Algunos pacientes pueden presentar arteriosclerosis, o también tienen una predisposición a padecerla por la enfermedad. Otras causas incluyen, cirugías digestivas, consumo de fármacos como corticoides, hormonas, antiarrítmicos, antivirales, tamoxifeno, cuando el paciente debe tener alimentación parenteral o por fuentes hereditarias. 

Las causas hereditarias son poco comunes, por lo tanto poco estudiadas en el mundo de medicina, lo que ocasiona que no se conozca a ciencia cierta la razones genéticas de la patología. 

Síntomas

Como la mayoría de patologías donde el principal afectado es el hígado, no se presentan síntomas evidentes de la enfermedad. Sin embargo, en el caso de presentar molestias, es en el lado superior derecho del abdomen, la persona se siente muy cansada, sus actividades normales le cuesta mucho realizarlas. 

Diagnóstico

Es difícil diagnosticar esta patología, porque no hay signos tan obvios de ella. Los síntomas pueden asemejarse a cualquier otra patología. El cansancio lo producen la mayoría de patologías, entonces es difícil definir en primera instancia que el paciente padece de hígado graso. 

El examen físico es primordial, la asistencia a un doctor lo hace más veraz, junto a los exámenes de laboratorio. Los exámenes de laboratorio pueden incluir, exámenes de sangre y de orina, sin embargo, es muy común en este tipo de patologías enviar una biopsia con o sin sosècha de cáncer. 

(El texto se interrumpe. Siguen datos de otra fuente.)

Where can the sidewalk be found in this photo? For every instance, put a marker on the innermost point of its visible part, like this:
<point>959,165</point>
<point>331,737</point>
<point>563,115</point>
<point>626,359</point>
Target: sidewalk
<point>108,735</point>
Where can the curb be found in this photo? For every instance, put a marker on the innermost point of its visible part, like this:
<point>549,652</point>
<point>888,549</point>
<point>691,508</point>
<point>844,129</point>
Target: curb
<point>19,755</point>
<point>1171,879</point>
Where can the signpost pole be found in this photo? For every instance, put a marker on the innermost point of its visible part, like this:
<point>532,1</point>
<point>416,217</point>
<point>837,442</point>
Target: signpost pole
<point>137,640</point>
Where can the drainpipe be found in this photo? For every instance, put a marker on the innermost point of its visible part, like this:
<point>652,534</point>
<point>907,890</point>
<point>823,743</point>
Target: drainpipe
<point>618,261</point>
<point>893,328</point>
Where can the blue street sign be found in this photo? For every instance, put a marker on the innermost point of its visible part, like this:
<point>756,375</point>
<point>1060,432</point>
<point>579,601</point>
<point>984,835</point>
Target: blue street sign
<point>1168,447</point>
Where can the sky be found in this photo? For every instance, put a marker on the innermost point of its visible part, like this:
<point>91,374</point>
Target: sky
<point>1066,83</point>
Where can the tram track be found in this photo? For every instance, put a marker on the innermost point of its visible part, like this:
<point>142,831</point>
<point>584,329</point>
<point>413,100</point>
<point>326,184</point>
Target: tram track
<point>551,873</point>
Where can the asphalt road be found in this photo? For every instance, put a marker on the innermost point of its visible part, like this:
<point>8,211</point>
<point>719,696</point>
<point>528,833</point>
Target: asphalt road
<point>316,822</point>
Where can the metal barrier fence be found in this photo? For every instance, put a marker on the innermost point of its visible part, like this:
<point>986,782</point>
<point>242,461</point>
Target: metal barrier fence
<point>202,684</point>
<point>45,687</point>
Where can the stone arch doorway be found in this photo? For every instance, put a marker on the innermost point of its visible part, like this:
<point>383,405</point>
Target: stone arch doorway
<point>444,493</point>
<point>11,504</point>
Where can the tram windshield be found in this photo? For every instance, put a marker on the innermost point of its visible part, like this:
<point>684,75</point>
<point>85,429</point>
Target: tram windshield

La biopsia es muy importante porque permite el tipo de lesión que está afectando al hígado y la cantidad de adipocitos (células de grasa) que contiene el hígado enfermo. 

Tratamiento

El tratamiento para el hígado graso comienza por cambiar los hábitos de vida que no funcionan, a unos que sí funcionen. Si sufres de obesidad, la mejor recomendación es disminuir el peso, en caso de padecer diabetes, lo mejor es seguir un tratamiento y consumir alimentos que estén bajo los estándares saludables. 

No hay una pastilla o un medicamento único que ayude a disminuir el hígado graso. La grasa acumulada en el hígado es posible quitarla mediante cambios en hábitos de vida. Algunos estudios colocan a la vitamina E como factor ayudante para la disminución de grasa en el hígado. Sin embargo, esto no ha contado con los estudios suficientes, por eso no se sabe a ciencia cierta si es efectivo o no. 

El cómo limpiar el hígado graso, es simplemente mejorar o cambiar de forma radical los hábitos de vida. No es posible limpiar el hígado sin antes haber cambiado los hábitos. El hígado es el encargado de procesar la mayor cantidad de toxinas del organismo, por eso es necesario que se realicen cambios en el estilo de vida de cada uno de los pacientes.

¡No tengas un hígado graso!

Esta patología además de silenciosa, es muy dañina para el organismo por eso es necesario tener ciertos hábitos que fomenten a tener un hígado sano, sin exceso de grasa. 

  • Ten una dieta con el equilibrio entre el azúcar y la sal. 
  • Tener una cita anual con el nutricionista es fundamental. 
  • Estar al día con las vacunas de la hepatitis A y B. 
  • Tener una dieta que incluya, verduras, frutas, menos comida chatarra.